И длинными вечерами перелистывает Эрна своими тоненькими пальчиками тоненькие книжки, где злые люди наказываются, а добрые торжествуют.
-- Ах, не так бывает на самом деле! -- вздыхает она, устремляя взор на белых чаек, вот-вот готовых вылететь из золотой рамы.
Разве я люблю его? -- думает она. -- Нет, конечно, нет. Она его не любит. Она не любила и Ораз-хана. О Винценти она вспоминает с ужасом. Ее поклонники в Париже внушали ей одно отвращение: искатели приключений во фраках, лощеные, бездушные люди, часто негодяи с громкими титулами...
-- Но есть где-то другой мир людей? Вот профессор Бонзельс, например. Как он не похож на всех остальных... Или Мэк-Кормик, Голоо...
Мысль, неизбежно, сделав круг, возвращалась к Голоо.
Он как будто ее любит... Иначе зачем бы ему плакать в тот вечер, когда она уезжала? Она видела, как содрогался от рыданий этот черный великан, -- рыданий, которых он не хотел ни скрывать, ни сдерживать.

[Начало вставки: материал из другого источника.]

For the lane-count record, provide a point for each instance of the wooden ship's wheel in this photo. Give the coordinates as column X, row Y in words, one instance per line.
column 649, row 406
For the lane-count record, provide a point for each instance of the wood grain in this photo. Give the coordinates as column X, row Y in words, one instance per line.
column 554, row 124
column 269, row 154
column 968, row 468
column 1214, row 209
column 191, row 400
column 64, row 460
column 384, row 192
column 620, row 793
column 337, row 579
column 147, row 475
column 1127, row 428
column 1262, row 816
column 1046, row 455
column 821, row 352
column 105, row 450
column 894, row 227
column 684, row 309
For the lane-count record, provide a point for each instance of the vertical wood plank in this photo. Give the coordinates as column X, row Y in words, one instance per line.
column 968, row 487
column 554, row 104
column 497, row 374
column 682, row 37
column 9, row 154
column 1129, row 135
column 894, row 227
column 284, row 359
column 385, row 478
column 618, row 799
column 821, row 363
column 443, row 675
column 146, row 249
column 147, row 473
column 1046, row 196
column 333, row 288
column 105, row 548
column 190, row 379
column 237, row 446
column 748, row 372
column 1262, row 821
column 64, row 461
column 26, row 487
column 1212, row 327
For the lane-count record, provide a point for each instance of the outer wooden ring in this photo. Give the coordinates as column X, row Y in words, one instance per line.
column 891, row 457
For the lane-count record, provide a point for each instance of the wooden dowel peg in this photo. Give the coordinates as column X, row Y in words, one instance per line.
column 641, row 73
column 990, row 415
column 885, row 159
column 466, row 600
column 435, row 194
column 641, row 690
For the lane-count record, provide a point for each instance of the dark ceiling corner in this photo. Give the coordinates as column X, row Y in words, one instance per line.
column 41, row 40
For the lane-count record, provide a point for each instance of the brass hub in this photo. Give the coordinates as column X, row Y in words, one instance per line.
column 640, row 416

Он плакал, как маленький мальчик, вытирая слезы своими гигантскими кулаками, и в глазах его, которыми он провожал ее уходящий взгляд, светилось такое отчаяние, что на момент она даже заколебалась: уезжать ли ей?
Но оставаться в Лондоне, в котором не сегодня-завтра должна была бы произойти ее встреча с Винценти -- было ей тогда не под силу.
Она уехала, чтобы не вернуться...
Дни текли, новых сведений об экспедиции не было.
Часто Эрна рассматривала свое обезображенное лицо в зеркало, перед которым Голоо упражнялся с гирями, наблюдая за работой своих мускулов и дыханием. Ей казалось, что она никогда не сможет открыть своего лица, никому не сможет его показать. Даже эта маленькая девушка, которая так ласково ей прислуживала, не видела еще уродливой маски, которую злая судьба надела на лицо Эрны. Хромать она почти перестала, но движения в боку были ограничены и вызывали при слишком быстрых поворотах тела острую, режущую боль. Запирая наглухо двери, подходила несчастная к зеркалу и старалась, встав на носок, поднять ногу хотя бы на метр от пола. Это ей положительно не удавалось.